USP4 inhibits NF-κB transcriptional activity through HDAC2

Recent studies have shown that USP4 serves as a critical control to downregulate NF-κB activation through deubiquitinating TAK1, TRAF2 and TRAF6.37, 38 It has also been reported that HDAC2 could inhibit NF-κB activation.27, 28 In our study we found that HDAC2 could reduce TNFα-induced acetylation of RelA in H1299 cells, but HDAC2 could not interact with RelA (Supplementary Figures S3A and B), consistent with previous studies.27 Therefore, we explored the possibility that USP4 inhibits NF-κB transcriptional activity through HDAC2 using an NF-κB-dependent luciferase reporter gene assay. As shown in Figure 5a, coexpression of wild-type USP4 significantly suppressed TNFα-mediated NF-κB activation. In contrast, knockdown of HDAC2 reduced the USP4 inhibitory effect on NF-κB activation. As a control, we found that USP4 and HDAC2 did not affect SV40 transcription activity (Supplementary Figure S3C). To determine further the role of USP4 on NF-κB target gene expression, we extracted total RNAs from the control and USP4-overexpression H1299 cells treated with TNFα and performed quantitative RT–PCR to examine the effect of overexpression of USP4 on TNFα-induced IκBα (Figure 5b). As shown in Figure 5c, knockdown of USP4 significantly enhanced the TNFα-mediated NF-κB activation.
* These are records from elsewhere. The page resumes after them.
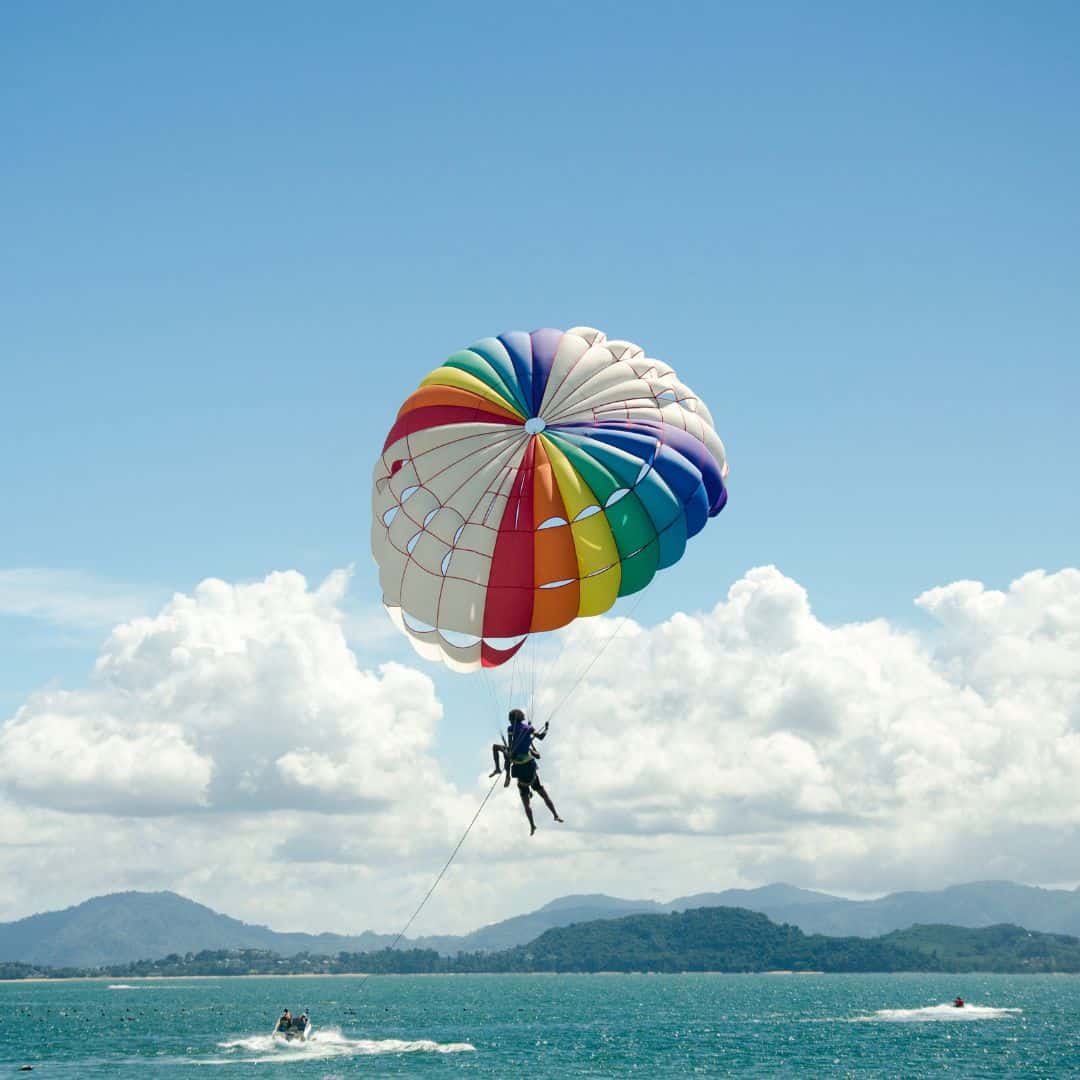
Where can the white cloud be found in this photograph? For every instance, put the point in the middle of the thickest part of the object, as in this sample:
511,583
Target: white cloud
232,748
235,698
852,756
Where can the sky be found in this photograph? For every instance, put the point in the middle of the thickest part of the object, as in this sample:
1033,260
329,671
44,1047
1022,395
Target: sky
237,237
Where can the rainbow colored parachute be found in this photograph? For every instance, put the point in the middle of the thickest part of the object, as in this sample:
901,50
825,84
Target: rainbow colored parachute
534,478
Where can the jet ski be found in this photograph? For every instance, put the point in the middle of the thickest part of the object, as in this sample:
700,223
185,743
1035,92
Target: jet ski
293,1028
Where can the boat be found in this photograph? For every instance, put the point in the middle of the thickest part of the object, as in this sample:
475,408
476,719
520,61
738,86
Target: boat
293,1028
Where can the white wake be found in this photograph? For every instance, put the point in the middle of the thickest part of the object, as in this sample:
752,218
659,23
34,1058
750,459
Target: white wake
947,1013
325,1042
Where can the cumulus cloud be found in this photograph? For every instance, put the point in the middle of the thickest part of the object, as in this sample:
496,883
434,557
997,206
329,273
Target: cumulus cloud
231,747
235,698
856,756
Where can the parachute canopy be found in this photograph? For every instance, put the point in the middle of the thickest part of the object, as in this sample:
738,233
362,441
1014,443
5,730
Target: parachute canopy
531,480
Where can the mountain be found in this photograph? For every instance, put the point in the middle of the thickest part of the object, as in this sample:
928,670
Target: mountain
710,939
134,926
731,939
564,912
976,904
We sought to determine whether HDAC2 is involved in the USP4-mediated deubiquitination of TAK1 or TRAF2. Through the ubiquitin assay, we found that HDAC2 did not reflect the USP4-mediated deubiquitination of TAK1 or TRAF2 (Supplementary Figures S3D and E). These results suggest that deubiquitinating enzyme activity is responsible for the suppression of TNFα-mediated NF-κB activation by USP4. However, as shown in Supplementary Figure S3F, overexpression of USP4 did not significantly regulate TNFα-mediated apoptosis (Supplementary Figure S3F).

Figure 5
figure 5

(a) H1299-control and H1299-HDAC2-shRNA cells were transfected with NF-κB luciferase reporter and USP4. At 48 h post transfection, cells were treated with 2 ng/ml TNFα or not and luciferase activity was determined using a luciferase assay system. (b) H1299-control and H1299-HDAC2-shRNA cells were transfected with USP4 or not. At 48 h post transfection, cells were treated with 2 ng/ml TNFα for 1 h or not, and mRNA was extracted and subjected to quantitative RT–PCR. (c) H1299-control and H1299-USP4-RNAi cells were treated with 2 ng/ml TNFα or not and luciferase activity was determined using a luciferase assay system. Data are represented as mean±s.e.m. P-values were calculated using Student’s t-test. **P<0.01; ***P<0.001.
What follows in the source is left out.